Ontwerp Tuin Bijenschans door D.F. Tersteeg, 1918. Coll. Bibl. WUR

Provinciaal monument

De Bijenschans Hilversum. Foto Monumentaal Magazine

Villa De Bijenschans, in 1917 ontworpen door architect A.H. Wegerif, was ooit al een provinciaal monument. Ook de bijbehorende Engelse landschapstuin, ontworpen door D.F. Tersteeg, was onder deze status beschermd. Bij afstoting van de provinciale monumenten is De Bijenschans niet omgezet naar een gemeentelijk- of rijksmonument.
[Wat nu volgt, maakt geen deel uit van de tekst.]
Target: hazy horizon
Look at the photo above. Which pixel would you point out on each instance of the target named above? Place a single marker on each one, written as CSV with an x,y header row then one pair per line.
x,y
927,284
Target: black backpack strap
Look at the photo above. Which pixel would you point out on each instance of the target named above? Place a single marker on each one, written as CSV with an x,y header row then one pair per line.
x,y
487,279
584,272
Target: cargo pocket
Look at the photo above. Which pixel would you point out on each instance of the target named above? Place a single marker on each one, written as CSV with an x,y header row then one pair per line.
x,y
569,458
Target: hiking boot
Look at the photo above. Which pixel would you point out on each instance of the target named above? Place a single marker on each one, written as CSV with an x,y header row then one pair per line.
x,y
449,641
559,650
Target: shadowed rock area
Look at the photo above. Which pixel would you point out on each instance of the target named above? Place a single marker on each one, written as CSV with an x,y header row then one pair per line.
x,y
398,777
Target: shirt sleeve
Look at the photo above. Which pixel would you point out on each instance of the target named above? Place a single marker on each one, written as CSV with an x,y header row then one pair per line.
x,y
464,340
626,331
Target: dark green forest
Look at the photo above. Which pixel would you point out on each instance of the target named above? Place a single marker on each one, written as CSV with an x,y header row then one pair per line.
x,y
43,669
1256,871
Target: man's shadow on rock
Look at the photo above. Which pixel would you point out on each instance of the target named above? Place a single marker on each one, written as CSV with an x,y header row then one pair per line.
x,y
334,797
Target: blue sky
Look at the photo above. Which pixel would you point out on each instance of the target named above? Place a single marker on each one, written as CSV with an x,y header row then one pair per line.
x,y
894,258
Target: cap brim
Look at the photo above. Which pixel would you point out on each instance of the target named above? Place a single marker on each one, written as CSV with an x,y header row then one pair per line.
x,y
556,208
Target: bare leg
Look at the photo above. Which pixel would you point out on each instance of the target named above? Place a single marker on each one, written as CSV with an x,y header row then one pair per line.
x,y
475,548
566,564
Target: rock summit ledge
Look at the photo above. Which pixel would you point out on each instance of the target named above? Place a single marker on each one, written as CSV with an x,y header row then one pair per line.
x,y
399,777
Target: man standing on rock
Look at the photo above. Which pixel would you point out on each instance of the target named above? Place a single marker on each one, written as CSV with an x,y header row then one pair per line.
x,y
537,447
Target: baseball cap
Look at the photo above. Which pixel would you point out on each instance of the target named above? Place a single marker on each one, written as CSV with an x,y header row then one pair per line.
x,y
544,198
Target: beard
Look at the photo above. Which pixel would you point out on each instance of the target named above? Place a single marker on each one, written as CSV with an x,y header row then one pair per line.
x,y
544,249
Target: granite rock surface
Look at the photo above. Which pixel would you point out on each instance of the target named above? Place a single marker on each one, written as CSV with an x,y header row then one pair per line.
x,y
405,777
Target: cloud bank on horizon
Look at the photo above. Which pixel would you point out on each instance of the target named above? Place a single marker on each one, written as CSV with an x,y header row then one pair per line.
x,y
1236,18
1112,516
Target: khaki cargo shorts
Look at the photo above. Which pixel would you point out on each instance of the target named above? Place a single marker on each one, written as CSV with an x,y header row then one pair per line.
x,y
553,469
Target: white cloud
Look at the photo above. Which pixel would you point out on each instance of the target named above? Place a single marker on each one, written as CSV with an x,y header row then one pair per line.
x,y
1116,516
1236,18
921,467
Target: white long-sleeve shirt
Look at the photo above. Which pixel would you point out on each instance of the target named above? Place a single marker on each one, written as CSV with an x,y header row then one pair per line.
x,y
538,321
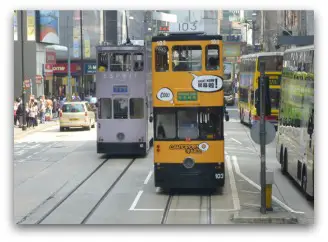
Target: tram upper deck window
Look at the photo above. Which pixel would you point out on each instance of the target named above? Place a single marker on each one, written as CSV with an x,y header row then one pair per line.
x,y
272,63
102,62
162,59
138,62
136,108
120,108
187,58
105,109
212,57
120,62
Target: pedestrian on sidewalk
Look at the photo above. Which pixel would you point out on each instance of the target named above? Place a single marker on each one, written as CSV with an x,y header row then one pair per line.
x,y
33,114
42,109
15,112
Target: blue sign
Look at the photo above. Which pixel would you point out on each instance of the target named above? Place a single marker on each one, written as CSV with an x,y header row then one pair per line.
x,y
90,68
120,89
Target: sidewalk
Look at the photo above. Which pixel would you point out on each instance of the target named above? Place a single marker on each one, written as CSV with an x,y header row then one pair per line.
x,y
19,133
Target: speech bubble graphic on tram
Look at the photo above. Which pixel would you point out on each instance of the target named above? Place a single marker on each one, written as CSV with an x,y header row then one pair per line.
x,y
203,147
165,94
207,83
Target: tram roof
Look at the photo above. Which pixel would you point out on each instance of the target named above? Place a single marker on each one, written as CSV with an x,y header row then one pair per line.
x,y
120,48
184,37
262,54
303,48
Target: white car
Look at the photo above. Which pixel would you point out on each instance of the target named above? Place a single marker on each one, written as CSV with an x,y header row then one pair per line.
x,y
76,114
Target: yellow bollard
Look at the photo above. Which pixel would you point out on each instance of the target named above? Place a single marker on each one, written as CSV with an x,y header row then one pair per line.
x,y
268,197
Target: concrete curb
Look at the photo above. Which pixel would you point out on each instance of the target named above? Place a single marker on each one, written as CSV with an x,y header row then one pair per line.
x,y
265,219
44,126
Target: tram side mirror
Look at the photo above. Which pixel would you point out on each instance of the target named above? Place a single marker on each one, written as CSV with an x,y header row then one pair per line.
x,y
227,117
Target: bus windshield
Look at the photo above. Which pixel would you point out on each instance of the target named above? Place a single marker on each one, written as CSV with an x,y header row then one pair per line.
x,y
272,63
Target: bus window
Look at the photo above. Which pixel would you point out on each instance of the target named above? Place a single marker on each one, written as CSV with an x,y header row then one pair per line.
x,y
165,125
272,63
212,57
162,58
105,109
102,62
187,124
138,62
187,58
136,108
120,62
120,108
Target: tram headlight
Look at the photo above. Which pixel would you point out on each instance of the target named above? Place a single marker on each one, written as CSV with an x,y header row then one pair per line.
x,y
188,162
120,136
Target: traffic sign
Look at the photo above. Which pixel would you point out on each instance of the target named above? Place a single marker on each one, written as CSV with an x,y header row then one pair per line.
x,y
187,27
270,132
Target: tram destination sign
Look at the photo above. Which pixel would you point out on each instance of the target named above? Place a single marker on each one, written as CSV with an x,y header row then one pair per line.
x,y
187,96
120,89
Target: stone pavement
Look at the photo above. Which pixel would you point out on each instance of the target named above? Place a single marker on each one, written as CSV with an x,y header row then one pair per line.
x,y
19,133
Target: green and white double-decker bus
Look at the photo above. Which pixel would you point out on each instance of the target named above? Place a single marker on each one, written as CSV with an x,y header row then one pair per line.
x,y
295,136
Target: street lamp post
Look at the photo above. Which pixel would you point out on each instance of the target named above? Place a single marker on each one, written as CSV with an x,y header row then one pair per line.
x,y
23,85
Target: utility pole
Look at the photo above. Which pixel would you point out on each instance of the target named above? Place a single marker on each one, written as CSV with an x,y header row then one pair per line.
x,y
68,64
82,64
262,135
23,85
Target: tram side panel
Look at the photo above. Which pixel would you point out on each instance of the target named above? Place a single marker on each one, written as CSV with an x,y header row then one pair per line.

Zo dreigt De Bijenschans nu door gebrek aan bescherming te worden gesloopt. Ook de omliggende tuin komt daarmee in gevaar. “Uiterst zonde en onnodig”, vindt Heemschut. “Deze prachtige villa en tuin werden voorheen immers al het bewaren waard geacht”.

Bijenkorven

Verder Villa De Bijenschans is gebouwd in opdracht van mevrouw De Kruijff-Gobius. Het woonhuis werd vernoemd naar de bijenkorven die aan de rand van de heide stonden opgesteld. In de decoratieve elementen van de villa zijn ook verwijzingen naar de bij te vinden. Het huis heeft een brede voorgevel met opvallend boogvormige ingang. Ook binnen is de boogvorm terug te vinden en zijn de doorgangen versierd met glas-in-lood. De Engelse landschapstuin is ontworpen in eenheid met het huis.””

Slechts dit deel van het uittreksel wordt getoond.